What it’s really about

  • The movie is less about jump‑scare zombies and more about grief : how people chase the idea of one last chance, one last conversation, instead of accepting loss.
  • The rising dead act like eerie, half‑present echoes of who they were — often slow, vacant, or looping through small behaviors — turning them into symbols of unfinished business rather than standard flesh‑eaters.
  • Ava’s journey through the wasteland is basically an externalized version of mourning: burying strangers by day while secretly searching for her own husband at night, unable to let go of the possibility he’s somehow still “out there.”

Tone and style

  • Viewers and critics describe it as a slow‑burn, meditative zombie film instead of a big action apocalypse: more quiet dread, emotional tension, and moral choices than fast chases or huge set‑pieces.
  • The film leans into haunting visuals of scorched landscapes, silent towns, and still or minimally moving undead, creating a mood that’s mournful rather than purely scary.
  • Several reviewers highlight that the real “pain” in the story comes from regret, memory, and what characters never got to say before the disaster, not just from physical danger.
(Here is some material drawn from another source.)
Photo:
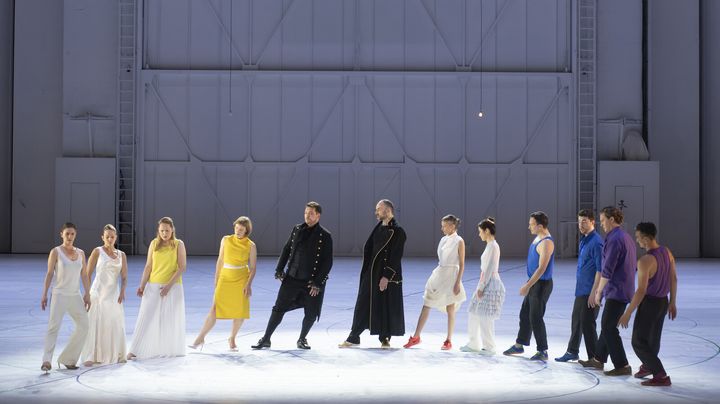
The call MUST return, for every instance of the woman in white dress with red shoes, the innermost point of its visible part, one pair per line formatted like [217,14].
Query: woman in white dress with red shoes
[444,289]
[105,342]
Why people are talking about it

  • It’s part of a newer wave of genre films that use zombies to explore emotional themes like trauma and loss, which has sparked forum discussions about expectations for “zombie movies” versus more introspective, character‑driven stories.
  • Daisy Ridley’s performance as a woman pushing herself into horror just to avoid emotional finality has been singled out as a strong, grounded center to the film.

TL;DR: “We Bury the Dead” is about a grieving woman who joins a body‑recovery team in a post‑disaster zone to find her husband, and discovers that the dead are quietly, mysteriously rising — turning her mission into a confrontation with what it really means to say goodbye.

Information gathered from public forums or data available on the internet and portrayed here.